What does regularly happen is that Americans will bash soccer. There are numerous reasons for this, which we have discussed in threads on this Board almost ad infinitum. But when an American starts bashing soccer, non-Americans (and some Americans, such as yours truly) will stand up for the game. In the process, the reasons for Americans not embracing the game get discussed. Oftentimes, in the process, a reason that seems to an American like a valid point gets assailed as silly or invalid by a non-American. An example would be the lack of scoring, which many Americans find off-putting, and which non-Americans consider a vital element of the game.

Now, why is it that the love or lack of love from Canadians for soccer isn’t bandied about as much? Probably because Canadians, unlike Americans, don’t run around ridiculing things they don’t like. That seems to be a peculiarly American trait. :frowning:

In short, the OP makes a false assumption, and puts the cart before the horse. :smack:

This is much easier said than done. And they have tried to do it, but often what happens is that someone booked for “diving” turns out to have actually been tripped or pushed or what not, and the booking ends up rescinded after the fact. From experience (quite a lot of it, actually), I can tell you that determining that a person has actually been fouled, or has fallen down as part of an act, can be very, very difficult, and even the best tend to get it wrong.

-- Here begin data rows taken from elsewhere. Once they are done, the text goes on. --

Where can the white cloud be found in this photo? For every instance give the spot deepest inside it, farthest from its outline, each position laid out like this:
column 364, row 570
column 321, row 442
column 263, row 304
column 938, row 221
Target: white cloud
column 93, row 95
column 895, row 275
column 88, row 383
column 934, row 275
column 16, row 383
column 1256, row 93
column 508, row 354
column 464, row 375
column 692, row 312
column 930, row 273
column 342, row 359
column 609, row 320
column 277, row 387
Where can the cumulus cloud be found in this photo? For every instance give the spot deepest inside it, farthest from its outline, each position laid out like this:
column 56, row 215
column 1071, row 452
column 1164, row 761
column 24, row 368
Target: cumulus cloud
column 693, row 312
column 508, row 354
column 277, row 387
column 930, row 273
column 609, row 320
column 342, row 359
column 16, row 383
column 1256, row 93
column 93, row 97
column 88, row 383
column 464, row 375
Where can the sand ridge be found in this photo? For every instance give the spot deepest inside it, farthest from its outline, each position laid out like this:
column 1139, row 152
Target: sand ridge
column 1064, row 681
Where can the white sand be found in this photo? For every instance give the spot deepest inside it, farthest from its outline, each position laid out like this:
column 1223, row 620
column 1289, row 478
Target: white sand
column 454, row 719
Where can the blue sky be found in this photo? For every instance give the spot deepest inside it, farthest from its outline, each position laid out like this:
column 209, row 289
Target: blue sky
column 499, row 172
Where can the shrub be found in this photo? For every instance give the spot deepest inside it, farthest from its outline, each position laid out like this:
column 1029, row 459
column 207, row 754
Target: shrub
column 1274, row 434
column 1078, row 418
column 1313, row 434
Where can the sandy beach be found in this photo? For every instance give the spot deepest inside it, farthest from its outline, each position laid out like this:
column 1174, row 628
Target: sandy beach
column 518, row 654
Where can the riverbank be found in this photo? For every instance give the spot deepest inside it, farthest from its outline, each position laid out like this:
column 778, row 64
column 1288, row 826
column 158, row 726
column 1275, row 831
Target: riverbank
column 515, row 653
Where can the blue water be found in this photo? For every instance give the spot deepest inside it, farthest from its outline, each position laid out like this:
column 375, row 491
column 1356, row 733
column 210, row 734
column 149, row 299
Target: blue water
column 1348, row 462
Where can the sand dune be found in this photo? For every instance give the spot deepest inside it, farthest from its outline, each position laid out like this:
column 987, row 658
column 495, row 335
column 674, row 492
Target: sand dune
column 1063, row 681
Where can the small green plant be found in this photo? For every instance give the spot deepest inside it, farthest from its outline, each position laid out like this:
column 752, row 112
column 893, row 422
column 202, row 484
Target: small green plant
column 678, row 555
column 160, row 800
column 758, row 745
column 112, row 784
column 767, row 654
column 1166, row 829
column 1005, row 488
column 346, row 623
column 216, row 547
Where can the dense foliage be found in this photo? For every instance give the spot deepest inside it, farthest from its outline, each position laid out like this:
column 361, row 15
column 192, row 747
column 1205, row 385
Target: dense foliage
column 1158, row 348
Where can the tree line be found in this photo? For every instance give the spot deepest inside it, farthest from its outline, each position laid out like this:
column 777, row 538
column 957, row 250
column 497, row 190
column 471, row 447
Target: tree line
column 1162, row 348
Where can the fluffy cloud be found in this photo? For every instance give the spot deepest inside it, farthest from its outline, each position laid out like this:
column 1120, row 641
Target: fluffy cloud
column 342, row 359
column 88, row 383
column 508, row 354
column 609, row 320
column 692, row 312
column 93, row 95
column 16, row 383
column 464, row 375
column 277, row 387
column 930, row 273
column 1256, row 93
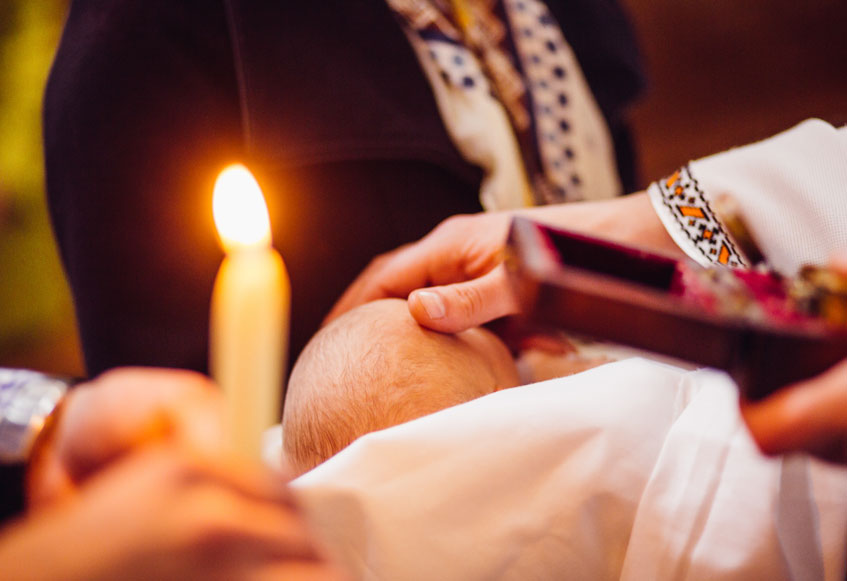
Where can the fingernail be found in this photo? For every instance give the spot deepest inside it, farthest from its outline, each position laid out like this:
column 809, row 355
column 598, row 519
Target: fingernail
column 432, row 303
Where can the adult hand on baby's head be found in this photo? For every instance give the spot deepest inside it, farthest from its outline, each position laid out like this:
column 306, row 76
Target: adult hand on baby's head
column 118, row 412
column 463, row 252
column 461, row 261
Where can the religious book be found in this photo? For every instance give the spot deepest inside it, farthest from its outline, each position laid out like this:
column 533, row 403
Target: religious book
column 765, row 330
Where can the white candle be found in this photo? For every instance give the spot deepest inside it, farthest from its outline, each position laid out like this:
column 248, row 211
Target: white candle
column 250, row 310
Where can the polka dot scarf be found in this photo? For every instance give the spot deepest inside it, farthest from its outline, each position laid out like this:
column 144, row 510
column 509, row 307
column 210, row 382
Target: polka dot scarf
column 523, row 112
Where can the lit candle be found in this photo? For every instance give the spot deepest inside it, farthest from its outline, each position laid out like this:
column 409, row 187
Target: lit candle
column 250, row 310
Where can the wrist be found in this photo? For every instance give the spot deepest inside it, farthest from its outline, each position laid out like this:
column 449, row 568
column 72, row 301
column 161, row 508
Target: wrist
column 28, row 400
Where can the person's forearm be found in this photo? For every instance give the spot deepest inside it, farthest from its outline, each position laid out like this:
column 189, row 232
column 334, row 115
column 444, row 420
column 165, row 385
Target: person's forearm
column 630, row 219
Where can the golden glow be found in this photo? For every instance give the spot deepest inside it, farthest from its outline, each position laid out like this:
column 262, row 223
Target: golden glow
column 238, row 206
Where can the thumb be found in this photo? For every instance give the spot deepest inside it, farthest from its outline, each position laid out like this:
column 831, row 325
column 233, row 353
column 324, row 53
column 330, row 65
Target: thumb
column 456, row 307
column 808, row 416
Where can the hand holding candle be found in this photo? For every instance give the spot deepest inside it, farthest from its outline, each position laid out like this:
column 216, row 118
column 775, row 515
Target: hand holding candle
column 250, row 312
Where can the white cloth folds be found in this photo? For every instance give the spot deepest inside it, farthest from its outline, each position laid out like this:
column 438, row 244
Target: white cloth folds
column 633, row 470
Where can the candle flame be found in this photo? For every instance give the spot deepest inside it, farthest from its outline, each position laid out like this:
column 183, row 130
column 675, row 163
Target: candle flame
column 241, row 215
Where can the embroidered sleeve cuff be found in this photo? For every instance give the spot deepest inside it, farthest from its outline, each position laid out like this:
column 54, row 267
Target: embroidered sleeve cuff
column 684, row 210
column 788, row 189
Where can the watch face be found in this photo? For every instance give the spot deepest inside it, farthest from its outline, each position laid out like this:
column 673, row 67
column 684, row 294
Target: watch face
column 26, row 399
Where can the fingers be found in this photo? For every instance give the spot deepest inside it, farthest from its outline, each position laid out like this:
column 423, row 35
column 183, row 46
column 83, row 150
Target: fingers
column 456, row 307
column 807, row 416
column 126, row 408
column 459, row 249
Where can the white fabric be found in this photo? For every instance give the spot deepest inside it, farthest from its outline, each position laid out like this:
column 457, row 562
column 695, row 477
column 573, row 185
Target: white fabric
column 633, row 470
column 791, row 190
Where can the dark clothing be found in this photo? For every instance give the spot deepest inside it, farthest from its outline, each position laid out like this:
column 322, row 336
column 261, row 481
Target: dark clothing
column 325, row 101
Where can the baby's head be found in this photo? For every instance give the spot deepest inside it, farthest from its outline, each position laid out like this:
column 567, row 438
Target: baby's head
column 375, row 367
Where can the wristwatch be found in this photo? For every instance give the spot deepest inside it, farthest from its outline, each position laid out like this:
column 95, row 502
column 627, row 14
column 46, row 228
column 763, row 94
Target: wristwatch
column 27, row 399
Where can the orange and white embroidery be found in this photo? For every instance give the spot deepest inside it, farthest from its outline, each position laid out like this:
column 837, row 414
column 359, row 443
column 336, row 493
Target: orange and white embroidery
column 690, row 210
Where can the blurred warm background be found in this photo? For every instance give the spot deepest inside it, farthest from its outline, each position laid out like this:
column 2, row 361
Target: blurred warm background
column 723, row 73
column 36, row 324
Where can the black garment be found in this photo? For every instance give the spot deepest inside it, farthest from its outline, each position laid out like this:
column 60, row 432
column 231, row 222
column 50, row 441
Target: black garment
column 325, row 101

The genesis of the “dive” or the “elaboration” (the ridiculous rolling around in pain on the ground as if poleaxed when something less injurious has happened) is the refusal of referees to whistle for fouls in situations where the player with the ball has been fouled, but fights through the foul in an attempt to continue playing the ball. If the referee would properly whistle such fouls, regardless of whether the fouled player falls down, players would not feel it necessary to fall down to attract the referee’s attention. In that case, the simulated foul (dive) would be very apparent, because the person who goes down without trying to stay up would be either quite obviously fouled, or simulating.

Funny you go on to mention basketball in this same sentence.

As a fellow soccer (and Spurs) fan, I completely agree with your assessment. The diving is absurd. Every week in the NFL you can watch players have all their knee ligaments torn or receive grade 3 concussions, and yet they don’t engage in a fraction of the histrionics that some striker who just got his foot stepped on does.